Ghezzal ve Rosier ikilisi olmadan Beşiktaş’ın gol bulması gerçekten imkânsız. 28. dakikada bu ikilinin yarattığı pozisyonda son sözü söyleyen toptan kaçamayan Larsen oldu ve kendi ağlarına topu yuvarlayarak maçı yeniden başlattı.
Golün ardından Trabzonspor kontra yerine daha çok oyun kurmaya başladı. Sonucunu da aldı. 35. dakikada Masuaku’nın inanılmaz hatasını affetmeyen Trezeguet oldu. Trabzonspor yeniden öne geçti.
Yetmedi Ghezzal sakatlandı yerini Redmond’a bıraktı. İlk yarı Trabzonspor’un istediği gibi sona erdi.
İkinci yarı ilk yarıya göre daha tempolu başladı. Her iki takım da oyun disiplininden kopmaya hazırdı. Trabzonspor, Beşiktaş’ın savunmasından çıkarken yaptığı iki hatayı değerlendirebilse maçı erken koparabilirdi.
Cenk Tosun oyuna girdikten sonra ceza sahası içinde ilk buluştuğu topu ağlarla buluşturdu. Pozisyon tam Tosun Paşalık idi. Weghorst’un kafası direkten dönünce tamamlamak Cenk’e kaldı.
Oyun, 2-2’ye geldikten sonra atanın elinde kalacaktı. Ama buna engel orta hakem Ali Şansalan idi. Pozisyon okuyamayan, takdir haklarını yanlış kullanan bu orta hakem uzatmayı da hesaplamaktan uzaktı.

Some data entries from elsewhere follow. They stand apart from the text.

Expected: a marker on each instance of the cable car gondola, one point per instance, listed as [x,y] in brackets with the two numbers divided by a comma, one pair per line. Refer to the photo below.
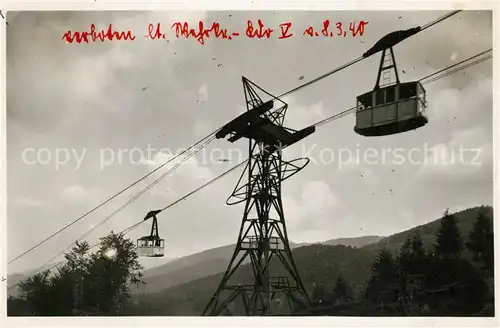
[390,107]
[152,245]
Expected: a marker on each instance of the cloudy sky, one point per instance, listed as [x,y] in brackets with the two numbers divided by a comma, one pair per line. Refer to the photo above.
[93,105]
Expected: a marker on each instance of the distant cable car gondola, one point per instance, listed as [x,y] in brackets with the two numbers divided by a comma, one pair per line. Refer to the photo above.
[152,245]
[392,107]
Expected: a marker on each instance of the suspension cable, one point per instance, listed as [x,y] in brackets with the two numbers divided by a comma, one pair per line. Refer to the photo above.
[436,21]
[142,192]
[317,124]
[357,60]
[107,201]
[425,80]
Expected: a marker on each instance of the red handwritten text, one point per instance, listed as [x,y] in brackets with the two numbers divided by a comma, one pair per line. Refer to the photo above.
[284,30]
[103,35]
[338,29]
[155,32]
[183,29]
[259,32]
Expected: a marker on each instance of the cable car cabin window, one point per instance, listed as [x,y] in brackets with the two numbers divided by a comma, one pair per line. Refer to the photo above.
[407,91]
[390,94]
[365,101]
[380,97]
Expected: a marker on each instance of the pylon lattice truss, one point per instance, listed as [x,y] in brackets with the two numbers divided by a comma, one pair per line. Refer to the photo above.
[271,285]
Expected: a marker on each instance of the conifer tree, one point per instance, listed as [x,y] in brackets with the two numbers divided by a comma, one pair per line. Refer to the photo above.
[481,243]
[449,242]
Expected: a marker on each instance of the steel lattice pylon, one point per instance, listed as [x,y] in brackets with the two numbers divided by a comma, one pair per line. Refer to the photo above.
[273,286]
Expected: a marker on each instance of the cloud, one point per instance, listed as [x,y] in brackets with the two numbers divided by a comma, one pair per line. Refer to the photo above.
[30,202]
[74,193]
[203,93]
[304,212]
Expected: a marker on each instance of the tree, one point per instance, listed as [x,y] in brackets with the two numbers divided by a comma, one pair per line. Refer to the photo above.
[319,294]
[448,238]
[382,288]
[481,243]
[342,292]
[411,264]
[87,284]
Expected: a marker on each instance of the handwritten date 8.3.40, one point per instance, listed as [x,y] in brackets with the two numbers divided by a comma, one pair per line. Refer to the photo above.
[203,31]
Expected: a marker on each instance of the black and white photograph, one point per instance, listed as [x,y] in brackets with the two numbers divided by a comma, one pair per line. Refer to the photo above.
[249,163]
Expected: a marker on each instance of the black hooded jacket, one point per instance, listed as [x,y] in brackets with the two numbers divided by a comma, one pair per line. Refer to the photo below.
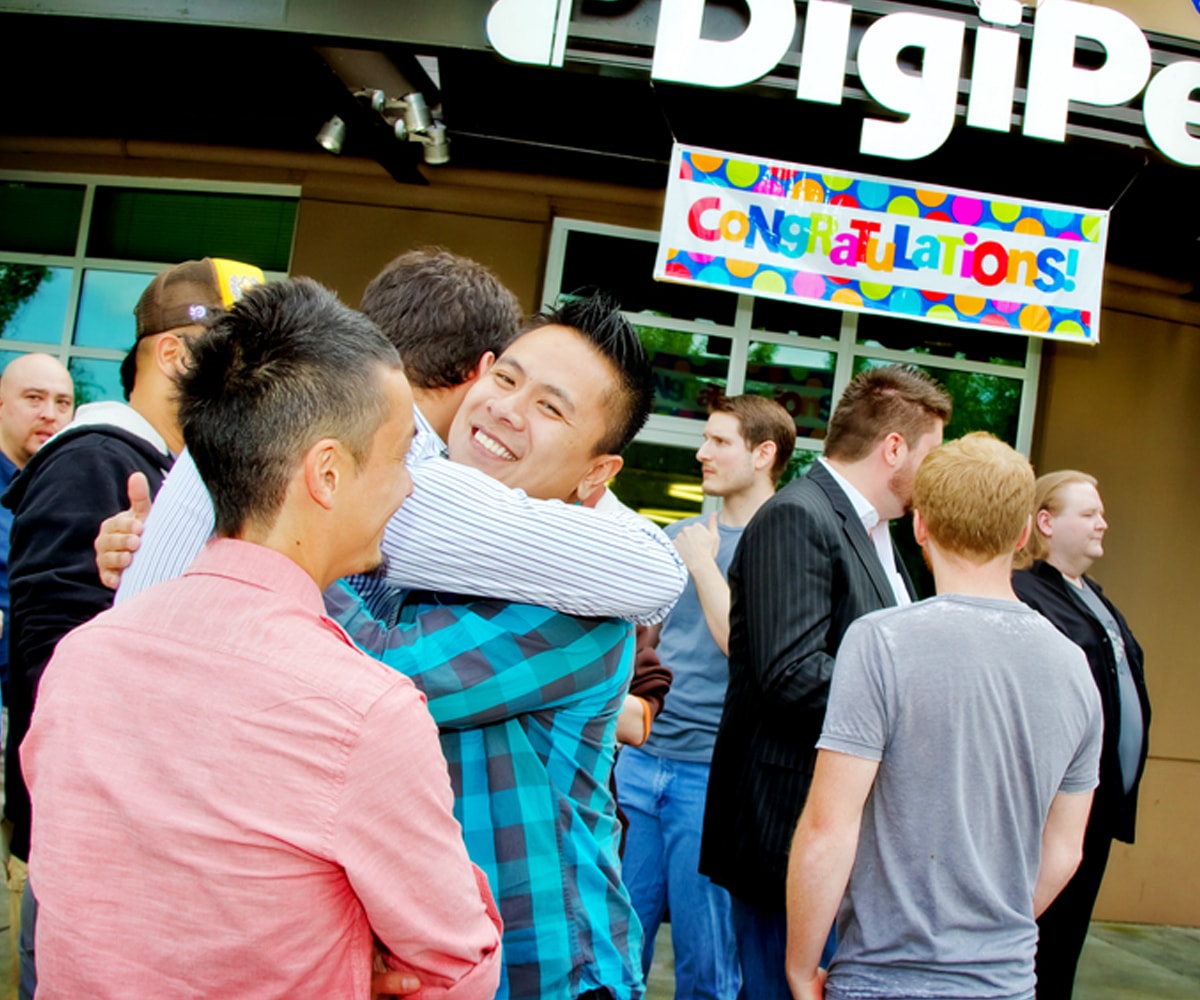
[59,501]
[1044,590]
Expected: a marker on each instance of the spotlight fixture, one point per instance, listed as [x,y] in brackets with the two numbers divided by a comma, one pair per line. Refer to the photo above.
[412,119]
[333,136]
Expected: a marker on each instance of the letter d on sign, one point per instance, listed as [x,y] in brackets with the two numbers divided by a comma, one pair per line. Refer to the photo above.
[681,55]
[1054,77]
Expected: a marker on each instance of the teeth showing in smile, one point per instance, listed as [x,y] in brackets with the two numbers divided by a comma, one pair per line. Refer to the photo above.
[495,447]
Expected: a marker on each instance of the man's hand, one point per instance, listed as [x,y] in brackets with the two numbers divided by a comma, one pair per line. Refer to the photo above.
[699,543]
[810,988]
[120,534]
[384,984]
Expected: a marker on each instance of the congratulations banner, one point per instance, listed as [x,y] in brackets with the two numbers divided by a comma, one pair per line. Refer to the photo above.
[869,244]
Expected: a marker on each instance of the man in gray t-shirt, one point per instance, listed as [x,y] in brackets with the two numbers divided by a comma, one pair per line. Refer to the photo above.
[955,768]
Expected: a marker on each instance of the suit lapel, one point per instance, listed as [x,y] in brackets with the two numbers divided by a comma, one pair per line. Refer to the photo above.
[857,536]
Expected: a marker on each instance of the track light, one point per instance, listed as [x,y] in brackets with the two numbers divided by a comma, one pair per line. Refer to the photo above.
[333,136]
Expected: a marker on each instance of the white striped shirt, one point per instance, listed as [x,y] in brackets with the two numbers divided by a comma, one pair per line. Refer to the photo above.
[463,532]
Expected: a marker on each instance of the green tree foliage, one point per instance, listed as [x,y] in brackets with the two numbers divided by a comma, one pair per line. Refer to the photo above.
[18,285]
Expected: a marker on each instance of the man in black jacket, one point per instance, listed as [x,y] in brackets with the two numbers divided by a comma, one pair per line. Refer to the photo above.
[77,480]
[813,560]
[1067,538]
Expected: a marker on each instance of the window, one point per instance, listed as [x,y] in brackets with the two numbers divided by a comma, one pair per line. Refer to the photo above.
[706,342]
[77,252]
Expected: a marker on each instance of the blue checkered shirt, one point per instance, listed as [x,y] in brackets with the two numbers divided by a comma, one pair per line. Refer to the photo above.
[527,701]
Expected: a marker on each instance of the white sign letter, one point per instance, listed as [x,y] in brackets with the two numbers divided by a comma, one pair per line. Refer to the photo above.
[1169,111]
[1054,77]
[928,99]
[681,55]
[823,53]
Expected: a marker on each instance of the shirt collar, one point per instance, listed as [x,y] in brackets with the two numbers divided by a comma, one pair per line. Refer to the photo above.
[863,507]
[259,567]
[427,442]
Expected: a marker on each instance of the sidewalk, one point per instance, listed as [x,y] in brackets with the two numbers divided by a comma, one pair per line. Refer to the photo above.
[1121,962]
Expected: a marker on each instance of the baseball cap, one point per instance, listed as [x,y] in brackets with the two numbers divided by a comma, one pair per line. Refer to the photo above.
[192,292]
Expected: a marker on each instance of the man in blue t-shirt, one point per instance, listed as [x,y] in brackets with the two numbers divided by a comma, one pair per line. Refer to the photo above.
[663,783]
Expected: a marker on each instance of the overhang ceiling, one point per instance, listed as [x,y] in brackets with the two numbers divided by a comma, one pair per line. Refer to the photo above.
[263,89]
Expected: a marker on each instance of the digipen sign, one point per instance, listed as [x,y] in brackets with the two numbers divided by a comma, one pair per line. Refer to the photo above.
[869,244]
[534,31]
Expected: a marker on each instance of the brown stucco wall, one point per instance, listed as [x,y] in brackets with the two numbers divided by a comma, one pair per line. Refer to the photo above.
[1125,411]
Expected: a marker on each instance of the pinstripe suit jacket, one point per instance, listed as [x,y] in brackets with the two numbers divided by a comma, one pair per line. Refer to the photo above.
[804,570]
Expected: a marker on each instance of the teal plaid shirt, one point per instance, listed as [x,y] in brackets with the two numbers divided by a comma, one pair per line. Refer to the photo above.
[527,701]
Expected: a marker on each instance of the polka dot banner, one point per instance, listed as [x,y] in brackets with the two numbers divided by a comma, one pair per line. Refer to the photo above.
[871,244]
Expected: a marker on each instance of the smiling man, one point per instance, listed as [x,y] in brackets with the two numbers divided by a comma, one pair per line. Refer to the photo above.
[526,698]
[268,802]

Trabzon yenemedi ama yenilmedi. Beşiktaş ise çok önemli 2 puan daha kaybetti evinde. Sezon başında oyununu rakibe kabul ettiren, bıkmayan, yorulmayan Beşiktaş geriye gidiyor. Uyarayım.
Beşiktaş’ın bu maçtan sonra Valerien İsmael tartışması daha da alevlenecek gibi duruyor. Ama Beşiktaş’ın esas sorunu futbolun katili hakemler ve buna öncülük eden federasyon.
Beşiktaş’ın evinde bu hovarda kayıpları ileride çok aranır söyleyeyim.
Ama yazımı madencilerle bitirmek isterim. Beşiktaş taraftarı kocaman pankart ile andı, “Günlerden kömür karası” dedi. Eyvallah.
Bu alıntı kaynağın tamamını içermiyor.